I had been able to do all the moves yesterday, and being fresh and ready for it, I felt confident.
Besides, as the undercling under the roof was big enough, I decided to use my towel between my hands and the still wet hold. Bummer that I didn't think of that yesterday.
At least now I could arrive with dry fingers on the crux sloper.
My only concern was camera placement.
En route to Cuisinière in the morning.
Due to the still quite low sun and the tight spot, I couldn't find a decent place to put the camera where it could capture the whole boulder without being blinded by the low sunlight.
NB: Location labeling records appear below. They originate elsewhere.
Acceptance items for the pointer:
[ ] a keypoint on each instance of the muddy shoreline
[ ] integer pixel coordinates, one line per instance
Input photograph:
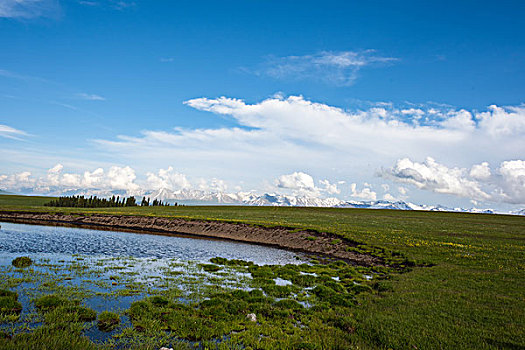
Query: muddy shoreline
(298, 240)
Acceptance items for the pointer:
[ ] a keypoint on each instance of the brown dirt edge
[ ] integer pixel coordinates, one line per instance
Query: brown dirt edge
(282, 237)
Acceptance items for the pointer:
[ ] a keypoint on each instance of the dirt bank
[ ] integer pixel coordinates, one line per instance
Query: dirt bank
(282, 237)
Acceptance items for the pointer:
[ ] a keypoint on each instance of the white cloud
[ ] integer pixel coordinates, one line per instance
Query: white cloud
(17, 181)
(299, 182)
(331, 188)
(479, 184)
(167, 179)
(122, 178)
(288, 132)
(90, 97)
(480, 171)
(28, 8)
(436, 177)
(501, 122)
(116, 178)
(337, 68)
(365, 194)
(389, 197)
(513, 186)
(11, 133)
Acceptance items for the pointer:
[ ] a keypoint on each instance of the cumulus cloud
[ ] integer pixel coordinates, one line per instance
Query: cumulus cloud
(19, 180)
(167, 179)
(90, 97)
(480, 171)
(28, 8)
(479, 184)
(303, 184)
(56, 180)
(337, 68)
(297, 181)
(513, 181)
(11, 133)
(430, 175)
(365, 194)
(331, 188)
(285, 132)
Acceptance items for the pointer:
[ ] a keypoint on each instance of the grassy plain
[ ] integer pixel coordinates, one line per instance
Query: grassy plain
(471, 298)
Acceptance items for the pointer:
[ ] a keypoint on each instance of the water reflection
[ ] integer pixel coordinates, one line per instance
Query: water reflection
(35, 239)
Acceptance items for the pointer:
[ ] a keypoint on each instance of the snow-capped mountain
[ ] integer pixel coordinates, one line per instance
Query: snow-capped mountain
(188, 196)
(519, 212)
(201, 197)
I don't like to use my phone as a second camera, because it's always a fuss getting it onto my computer and the quality is different, but here I had no other option.
It's not the kind of problem that I would be able to do twice in a row. It felt too physical for that.
But hey, that was a problem for later, which is now actually already done, and it wasn't that bad after all.
"Lady of the Lake" was originally opened as a 7C, but has been downgraded to 7B in the meantime.
I do agree that it's not 7C, but it definitely felt like 7B+.
I'm surprised though that it only has 10 registered repeats, including mine.
It lies at only 3m from the oh so popular "Excalibur" and "Beatle Juice", that have 203 and 309 repeats respectively.
Maybe it's because of the starting hold being mostly wet? I don't know.
It definitely deserves more than the mere two stars it received on bleau.info. I really liked doing "Lady of the Lake"!